The spectacular explosion of the WTC towers was not simply a symbolic act (in the sense of an act whose aim is to 'deliver a message'): it was primarily an explosion of lethal jouissance, a perverse act of making oneself an instrument of the big Other's jouissance. Yes, the culture of the attackers is a morbid culture of death, the attitude which finds the climactic fulfilment of one's own life in violent death. The problem is not what the 'insane fanatics' are doing, but what the 'rational strategists' behind them are doing. There is much more ethical insanity in a military strategist planning and executing large-scale bombing operations than in an individual blowing himself up in the process of attacking the enemy. Yes, the ultimate aim of the attacks was not some hidden or obvious ideological agenda, but - precisely in the Hegelian sense of the term - to (re)introduce the dimension of absolute negativity into our daily lives: to shatter the insulated daily course of the lives of us, true Nietzschean Last Men. Long ago, Novalis made the perspicuous observation that what an evil man hates is not the good - he hates evil excessively (the world which he considers evil), and therefore tries to hurt and destroy it as much as possible - this is what is wrong with the 'terrorists'. Sacrilegious as it may appear, the WTC attacks do share something with Antigone's act: they both undermine the 'servicing of goods', the reign of the pleasure-reality principle. The 'dialectical' thing to do here, however, is not to include these acts in some wider narrative of the.Progress of Reason or Humanity, which somehow, if it does not redeem them, at least makes them part of an all-encompassing wider consistent narrative, 'sublates' them in a 'higher' stage of development (the naive notion of Hegelianism), but to make us question our own innocence, to render thematic our own (fantasmatic libidinal) investment and engagement in them.

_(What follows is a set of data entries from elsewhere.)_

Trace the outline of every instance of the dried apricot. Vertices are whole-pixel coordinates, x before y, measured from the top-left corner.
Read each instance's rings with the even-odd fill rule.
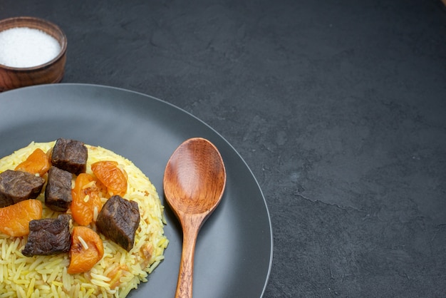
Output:
[[[103,255],[102,240],[95,231],[87,227],[73,228],[68,273],[73,274],[89,271]]]
[[[47,154],[41,149],[37,148],[28,156],[25,161],[19,163],[15,170],[31,174],[38,174],[39,176],[42,177],[48,172],[51,165]]]
[[[107,187],[108,194],[120,195],[127,192],[127,173],[115,161],[98,161],[91,165],[91,170]]]
[[[100,188],[98,181],[90,174],[81,173],[76,178],[71,190],[73,201],[70,209],[73,219],[81,225],[88,225],[95,220],[95,215],[102,208]]]
[[[9,236],[29,234],[29,222],[42,218],[42,203],[30,199],[0,208],[0,232]]]

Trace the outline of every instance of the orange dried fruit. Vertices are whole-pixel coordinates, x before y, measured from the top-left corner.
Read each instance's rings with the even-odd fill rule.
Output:
[[[42,218],[42,203],[30,199],[0,208],[0,232],[9,236],[29,234],[29,222]]]
[[[127,173],[115,161],[98,161],[91,165],[91,170],[107,187],[108,194],[120,195],[127,192]]]
[[[99,235],[87,227],[74,227],[71,235],[70,264],[67,272],[86,272],[104,255],[104,246]]]
[[[47,154],[41,149],[37,148],[28,156],[25,161],[19,163],[15,170],[31,174],[38,174],[39,176],[42,177],[48,172],[51,165]]]
[[[90,174],[81,173],[71,190],[73,201],[70,209],[73,219],[81,225],[88,225],[102,208],[98,181]]]

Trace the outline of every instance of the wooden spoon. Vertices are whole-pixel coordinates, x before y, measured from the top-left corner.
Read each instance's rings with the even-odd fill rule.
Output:
[[[167,162],[163,185],[167,202],[183,230],[175,297],[192,297],[197,236],[220,202],[226,185],[226,171],[220,153],[206,139],[185,140]]]

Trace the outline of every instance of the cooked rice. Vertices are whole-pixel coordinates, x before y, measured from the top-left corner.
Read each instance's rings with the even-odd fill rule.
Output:
[[[14,170],[38,148],[47,152],[54,143],[33,142],[18,150],[0,160],[0,173]],[[136,201],[140,213],[133,248],[127,252],[99,234],[104,246],[102,260],[88,272],[70,274],[68,253],[24,257],[21,250],[26,236],[14,237],[0,233],[0,298],[125,297],[140,282],[147,282],[147,274],[164,259],[169,242],[164,235],[164,207],[153,185],[131,161],[103,148],[86,146],[88,173],[92,173],[92,163],[107,160],[118,161],[128,173],[128,191],[123,197]],[[44,190],[38,200],[44,202]],[[43,218],[55,218],[60,214],[43,205]]]

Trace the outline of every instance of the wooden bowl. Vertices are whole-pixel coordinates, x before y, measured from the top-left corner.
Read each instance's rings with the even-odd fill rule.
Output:
[[[61,46],[53,59],[33,67],[11,67],[0,63],[0,92],[31,85],[58,83],[65,73],[67,38],[56,25],[41,19],[19,16],[0,21],[0,31],[16,27],[39,29],[53,36]]]

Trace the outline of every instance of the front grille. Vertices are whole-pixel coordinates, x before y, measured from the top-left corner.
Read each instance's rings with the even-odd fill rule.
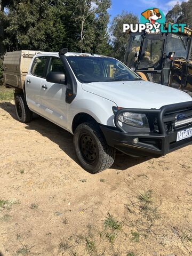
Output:
[[[182,126],[186,124],[192,124],[192,117],[184,119],[183,120],[180,120],[179,121],[175,121],[174,123],[174,127],[177,127],[179,126]]]
[[[185,116],[185,118],[177,121],[176,117],[179,114],[183,114]],[[191,108],[189,109],[181,109],[179,110],[165,112],[163,121],[167,133],[177,131],[181,127],[192,125],[192,109]]]

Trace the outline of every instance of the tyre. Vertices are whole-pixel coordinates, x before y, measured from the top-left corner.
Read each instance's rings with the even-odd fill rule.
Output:
[[[87,122],[77,126],[74,143],[81,165],[91,173],[109,168],[114,162],[115,149],[107,145],[96,123]]]
[[[25,103],[23,95],[15,95],[15,109],[19,121],[21,123],[29,123],[32,120],[33,112]]]

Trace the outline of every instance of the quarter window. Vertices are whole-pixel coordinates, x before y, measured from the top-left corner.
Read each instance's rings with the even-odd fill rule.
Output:
[[[31,70],[33,75],[45,78],[45,71],[47,58],[47,56],[41,56],[35,59]]]
[[[51,57],[49,72],[63,72],[65,74],[63,65],[61,60],[57,57]]]

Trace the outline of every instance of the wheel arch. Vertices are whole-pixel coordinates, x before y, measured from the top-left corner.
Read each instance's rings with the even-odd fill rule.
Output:
[[[93,121],[95,123],[98,122],[91,115],[84,112],[81,112],[77,114],[74,117],[72,122],[72,131],[74,133],[77,127],[81,124],[86,122]]]

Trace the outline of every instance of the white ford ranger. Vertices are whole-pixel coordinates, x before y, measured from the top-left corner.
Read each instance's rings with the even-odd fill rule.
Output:
[[[92,173],[112,165],[116,149],[158,157],[191,143],[191,98],[143,81],[112,58],[37,54],[15,103],[20,122],[35,112],[74,134],[78,159]]]

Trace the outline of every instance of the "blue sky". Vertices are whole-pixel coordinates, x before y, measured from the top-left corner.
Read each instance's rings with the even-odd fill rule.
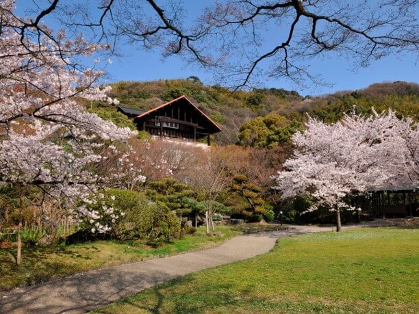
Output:
[[[196,0],[184,0],[183,2],[184,7],[188,8],[187,14],[191,20],[198,16],[203,7],[208,3],[207,1]],[[30,3],[29,0],[18,1],[18,12],[23,12],[25,5]],[[157,3],[164,3],[164,1],[160,0]],[[275,42],[267,42],[267,47],[270,47],[270,44],[273,45]],[[199,77],[204,83],[215,83],[210,74],[186,64],[179,57],[164,59],[158,51],[146,51],[139,47],[135,44],[125,44],[120,47],[124,57],[113,57],[113,63],[107,67],[110,81],[151,81],[186,78],[194,75]],[[383,81],[418,82],[419,64],[417,62],[417,55],[391,55],[373,62],[368,68],[360,68],[354,72],[351,60],[331,55],[325,60],[313,58],[310,62],[313,73],[320,73],[325,81],[333,84],[331,86],[309,86],[303,88],[284,78],[267,79],[264,81],[264,85],[266,88],[295,90],[302,95],[316,95],[363,88],[371,83]]]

So rather than remain stuck in debilitating awe in front of Absolute Evil, the awe which stops us from thinking about what is going on, we should remember that there are two fundamental ways of reacting to such traumatic events, which cause unbearable anxiety: the way of the superego and the way of the act. The way of the superego is precisely that of the sacrifice to the obscure gods of which Lacan speaks: the reassertion of the barbaric violence of the savage obscene law in order to fill in the gap of the failing symbolic law. And the act? One of the heroes of the Shoah for me is a famous Jewish ballerina who, as a gesture of special humiliation, was asked by the camp officers to dance for them. Instead of refusing, she did it, and while she held their attention, she quickly grabbed the machine-gun from one of the distracted guards and, before being shot down herself, succeeded in killing more than a dozen officers....Was not her act comparable to that of the passengers on the flight which crashed in Pennsylvania who, knowing that they would die, forced their way into the cockpit and crashed the plane, saving hundreds of others' lives?"

Slavoj Zizek, Welcome to the Desert of the Real.